L’état de santé de Blanqui
Le Gaulois — 30 décembre 1880

L'état de Blanqui est tellement grave, que la famille, en prévision d'une catastrophe, a fait savoir au public, par les journaux intransigeants, qu'elle-même ne conservait plus d'espoir.
Depuis quelques jours, on observait chez Blanqui un affaissement qui préoccupait ses familiers. Cependant dimanche [26 décembre] il parut mieux portant, et à diner il mangea avec appétit un morceau d'oie. Le lendemain à déjeuner il prit un peu de haricots.

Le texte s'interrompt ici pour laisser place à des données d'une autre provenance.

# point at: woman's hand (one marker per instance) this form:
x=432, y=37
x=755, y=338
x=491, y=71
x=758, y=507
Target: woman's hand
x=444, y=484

Le soir, il s'en fut à la salle Ragache, rue Lecourbe, où il s'exhiba en compagnie des trois citoyennes, Louise Michel, Paule Minck et Cadolle.
À l'issue de la réunion, le brusque passage d'un milieu chauffé dans l’atmosphère humide de la rue lui causa un frisson : il eut une défaillance dont il se releva aussitôt. Il voulait marcher, mais les personnes qui l'accompagnaient l'obligèrent à monter dans un fiacre où, malgré sa résistance, on le recouvrit d'un gros pardessus.
On le conduisit chez un de ses amis, 25, boulevard d'Italie. Là, il déclara qu'il se sentait très bien et désira se chauffer avant de se coucher. Il resta seul. Tout à coup, son hôte, retiré dans une pièce voisine, entendit un bruit. Il accourut. Blanqui était étendu sur le parquet de la chambre, devant son fauteuil.
—Qu'avez-vous donc ? demanda M.X...
— Oh ! rien, Je ne sais pas comment c'est arrivé. Mais je me relève. Ce n'est rien.
Il se déshabilla. Puis, avant de se coucher, il eut un vomissement et rendit les aliments qu'il avait pris le jour et la veille, et qu'il n'avait pas encore digérés.
Dans le lit, il ne s'endormit pas. Son hôte, inquiet de ces accidents, envoya en grande hâte chercher Mme Antoine, née Blanqui.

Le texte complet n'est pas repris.